The converters, which reduce pollution and toxic gas from a vehicle’s emissions, contain valuable precious metals such as palladium, platinum and rhodium.
Towing company by day, criminal enterprise by night, prosecutors say
In addition to the company, 11 people have been charged in connection with what prosecutors said was the stealing, buying and reselling of more than 25,000 stolen catalytic converters, in addition to other charges, according to Bucks County District Attorney Matthew Weintraub.
A nearly yearlong investigation found TDI Towing had been in the business of buying catalytic converters for at least three years, and during that time they bought an average of 175 catalytic converters a week, or 27,300 during those three years, the Buck’s County District Attorney’s Office said in a statement.
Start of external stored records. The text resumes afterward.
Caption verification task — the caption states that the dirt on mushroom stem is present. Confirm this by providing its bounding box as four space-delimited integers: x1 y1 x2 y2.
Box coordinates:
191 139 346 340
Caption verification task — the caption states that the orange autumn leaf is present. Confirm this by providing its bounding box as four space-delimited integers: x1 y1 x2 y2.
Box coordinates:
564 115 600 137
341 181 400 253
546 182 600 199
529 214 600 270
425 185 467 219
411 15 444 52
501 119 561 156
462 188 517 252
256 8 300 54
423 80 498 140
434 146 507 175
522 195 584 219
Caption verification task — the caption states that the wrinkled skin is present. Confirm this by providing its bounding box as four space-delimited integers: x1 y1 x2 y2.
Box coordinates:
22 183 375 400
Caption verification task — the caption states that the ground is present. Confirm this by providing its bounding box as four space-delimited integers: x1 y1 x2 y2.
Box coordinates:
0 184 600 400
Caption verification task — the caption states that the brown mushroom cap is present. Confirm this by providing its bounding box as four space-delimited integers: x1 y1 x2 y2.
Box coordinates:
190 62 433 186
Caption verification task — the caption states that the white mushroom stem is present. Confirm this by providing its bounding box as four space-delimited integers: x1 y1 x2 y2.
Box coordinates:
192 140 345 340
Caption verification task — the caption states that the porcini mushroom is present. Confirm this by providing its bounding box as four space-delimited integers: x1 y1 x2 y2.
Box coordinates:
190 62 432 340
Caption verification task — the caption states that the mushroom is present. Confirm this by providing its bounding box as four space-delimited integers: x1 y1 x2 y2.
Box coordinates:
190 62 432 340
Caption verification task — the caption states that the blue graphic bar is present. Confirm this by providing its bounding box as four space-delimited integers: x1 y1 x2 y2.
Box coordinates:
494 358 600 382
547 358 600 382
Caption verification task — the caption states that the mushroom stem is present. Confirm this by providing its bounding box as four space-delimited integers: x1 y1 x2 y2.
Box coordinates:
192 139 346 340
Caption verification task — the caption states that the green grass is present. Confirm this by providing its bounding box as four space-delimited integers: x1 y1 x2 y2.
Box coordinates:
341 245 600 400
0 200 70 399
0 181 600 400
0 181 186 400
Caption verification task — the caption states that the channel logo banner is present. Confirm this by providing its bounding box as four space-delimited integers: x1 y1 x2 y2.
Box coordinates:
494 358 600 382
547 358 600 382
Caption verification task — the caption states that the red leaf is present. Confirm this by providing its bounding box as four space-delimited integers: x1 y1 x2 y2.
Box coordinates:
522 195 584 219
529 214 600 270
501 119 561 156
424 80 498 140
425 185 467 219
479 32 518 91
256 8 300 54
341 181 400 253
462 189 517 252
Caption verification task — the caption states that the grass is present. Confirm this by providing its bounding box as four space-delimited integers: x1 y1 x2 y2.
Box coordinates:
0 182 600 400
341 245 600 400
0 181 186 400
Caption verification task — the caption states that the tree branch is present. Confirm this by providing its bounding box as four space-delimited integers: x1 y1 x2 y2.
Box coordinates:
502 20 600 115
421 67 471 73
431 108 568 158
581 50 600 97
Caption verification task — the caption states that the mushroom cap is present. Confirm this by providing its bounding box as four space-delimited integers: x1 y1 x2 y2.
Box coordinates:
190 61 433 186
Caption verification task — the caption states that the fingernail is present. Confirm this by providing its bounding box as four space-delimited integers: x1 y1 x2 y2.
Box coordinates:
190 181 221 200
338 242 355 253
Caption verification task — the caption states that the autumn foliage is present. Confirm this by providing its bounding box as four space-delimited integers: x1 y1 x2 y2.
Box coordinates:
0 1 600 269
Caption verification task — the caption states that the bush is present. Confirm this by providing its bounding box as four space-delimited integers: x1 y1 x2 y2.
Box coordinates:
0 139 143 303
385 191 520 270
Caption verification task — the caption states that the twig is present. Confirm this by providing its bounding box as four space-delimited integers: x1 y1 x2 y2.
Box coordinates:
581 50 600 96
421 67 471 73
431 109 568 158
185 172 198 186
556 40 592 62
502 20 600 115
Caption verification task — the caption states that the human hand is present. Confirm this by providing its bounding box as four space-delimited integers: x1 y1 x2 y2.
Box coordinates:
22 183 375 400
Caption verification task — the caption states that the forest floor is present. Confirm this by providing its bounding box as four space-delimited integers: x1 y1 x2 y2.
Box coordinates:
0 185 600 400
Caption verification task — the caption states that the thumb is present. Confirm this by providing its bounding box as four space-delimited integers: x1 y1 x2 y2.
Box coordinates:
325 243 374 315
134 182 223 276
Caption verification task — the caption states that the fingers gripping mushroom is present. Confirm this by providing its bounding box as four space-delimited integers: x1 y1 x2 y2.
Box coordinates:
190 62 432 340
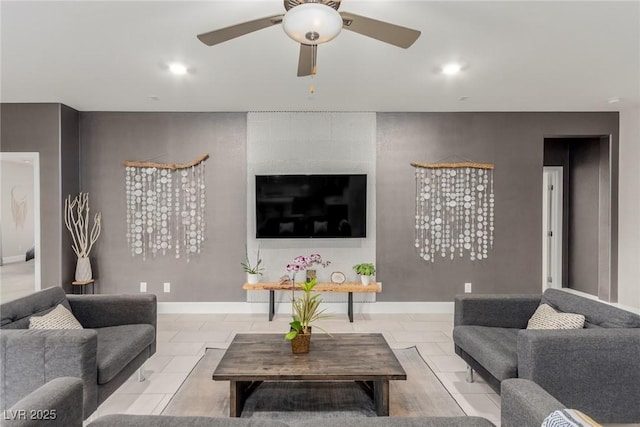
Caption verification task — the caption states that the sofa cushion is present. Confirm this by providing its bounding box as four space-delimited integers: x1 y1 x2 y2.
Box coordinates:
541 409 602 427
453 325 522 381
0 286 71 329
29 304 84 329
541 289 640 328
95 325 155 384
527 304 584 329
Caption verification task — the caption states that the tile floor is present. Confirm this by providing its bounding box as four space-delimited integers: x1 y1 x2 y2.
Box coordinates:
91 314 500 426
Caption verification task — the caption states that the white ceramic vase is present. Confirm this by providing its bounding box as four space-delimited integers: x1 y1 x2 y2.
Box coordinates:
360 275 371 286
76 257 93 282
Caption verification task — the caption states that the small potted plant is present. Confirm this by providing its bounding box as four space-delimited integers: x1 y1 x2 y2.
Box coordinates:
353 262 376 286
240 246 264 285
284 277 329 354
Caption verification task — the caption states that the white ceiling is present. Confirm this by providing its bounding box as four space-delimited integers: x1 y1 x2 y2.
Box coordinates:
0 0 640 111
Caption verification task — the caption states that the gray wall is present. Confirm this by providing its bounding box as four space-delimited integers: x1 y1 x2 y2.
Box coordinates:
0 104 78 290
60 105 80 284
80 112 247 301
376 113 618 301
568 139 600 295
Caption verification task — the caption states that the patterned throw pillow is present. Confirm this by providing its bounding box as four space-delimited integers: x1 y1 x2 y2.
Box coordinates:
527 304 584 329
541 409 602 427
29 304 83 329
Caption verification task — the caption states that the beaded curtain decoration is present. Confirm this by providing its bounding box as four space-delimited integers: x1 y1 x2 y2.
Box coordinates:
411 162 495 262
124 154 209 262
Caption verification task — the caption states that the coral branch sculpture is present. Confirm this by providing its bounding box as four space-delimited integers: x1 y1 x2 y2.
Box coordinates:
64 193 102 258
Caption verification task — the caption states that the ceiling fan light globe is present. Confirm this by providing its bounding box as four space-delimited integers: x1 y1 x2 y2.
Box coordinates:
282 3 342 45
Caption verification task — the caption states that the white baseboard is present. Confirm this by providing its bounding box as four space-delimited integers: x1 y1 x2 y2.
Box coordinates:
158 302 453 315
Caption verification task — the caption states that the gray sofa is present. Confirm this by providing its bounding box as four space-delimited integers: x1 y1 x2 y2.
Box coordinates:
453 289 640 423
0 287 157 418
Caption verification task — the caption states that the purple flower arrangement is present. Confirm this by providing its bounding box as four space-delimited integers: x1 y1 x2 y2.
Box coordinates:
287 254 331 276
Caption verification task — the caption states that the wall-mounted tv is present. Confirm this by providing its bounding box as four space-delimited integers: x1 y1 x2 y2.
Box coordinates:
256 175 367 239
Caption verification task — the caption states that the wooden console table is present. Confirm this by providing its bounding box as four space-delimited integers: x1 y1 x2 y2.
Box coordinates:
242 282 382 323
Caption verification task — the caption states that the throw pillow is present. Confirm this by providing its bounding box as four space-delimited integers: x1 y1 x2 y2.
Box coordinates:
527 304 584 329
29 304 83 329
541 409 602 427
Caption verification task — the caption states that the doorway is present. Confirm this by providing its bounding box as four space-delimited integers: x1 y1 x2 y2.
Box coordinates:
542 166 564 292
542 139 617 302
0 152 41 302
TDI employees paid an average of $300 per catalytic converter, the DA’s office said.
“While TDI Towing advertised itself as operating during daytime hours, people would arrive all throughout the night to sell catalytic converters,” according to the DA’s statement. “The tow yard was so popular with thieves that in one case, a catalytic converter was sawed off from a stolen vehicle right outside the yard.”
The investigation revealed that TDI Towing was controlled and operated by Michael Williams, 52, of Philadelphia, the DA said, adding that most of those involved in the alleged organized crime enterprise had a family connection to Williams.
Prosecutors characterized Williams as the “king pin” of the operation, paying the so-called “cutters” for stolen catalytic converters. According to prosecutors, at the height of the criminal operation, TDI Towing was spending approximately $10,000 each night on stolen catalytic converters.
Williams is facing several charges related to buying, possessing, and selling stolen catalytic converters, in addition to organized crime and corruption charges, according to court documents.
Williams is accused of purchasing stolen catalytic converters from “cutters” from 2020 when the Covid-19 pandemic caused supply-chain issues, resulting in a market price increase for the precious materials inside, ranging from $1,000 to $7,000 per ounce, Weintraub said.
Williams’ defense attorney, Bruce Castor Jr., told CNN his client believes he’s been treated fairly by Bucks County authorities and will await the outcome of the criminal proceedings. Castor declined to comment further.
According to the DA’s office, the company, Williams, six TDI employees and four “cutters” were charged. Except for one person who is still at large, those charged were arraigned on June 22 and 23. The DA’s office said no one has been required to enter a plea ahead of preliminary hearings which are scheduled to begin July 5.
The arrests and charges were the result of thousands of hours of video surveillance, six controlled sales and the collaboration of 27 law enforcement agencies, according to the DA’s office. The initial investigation began in Bucks County after law enforcement began looking into the string of stolen catalytic converters there. The investigation led them to TDI Towing in Philadelphia and to other Pennsylvania counties, the DA’s office told CNN.
“Criminals don’t care about borders but when we work together, we’re not restricted by borders either,” Weintraub said during a news conference.
Surge in catalytic converter theft
Catalytic converter theft has skyrocketed around the country in recent years, according to a report from the National Insurance Crime Bureau. In May, the report found there were more than 64,000 catalytic converter thefts in 2022, based on insurance claims data.
It can cost between $1,000 and $3,500 or more to replace a stolen catalytic converter, depending on the type of vehicle, the bureau said.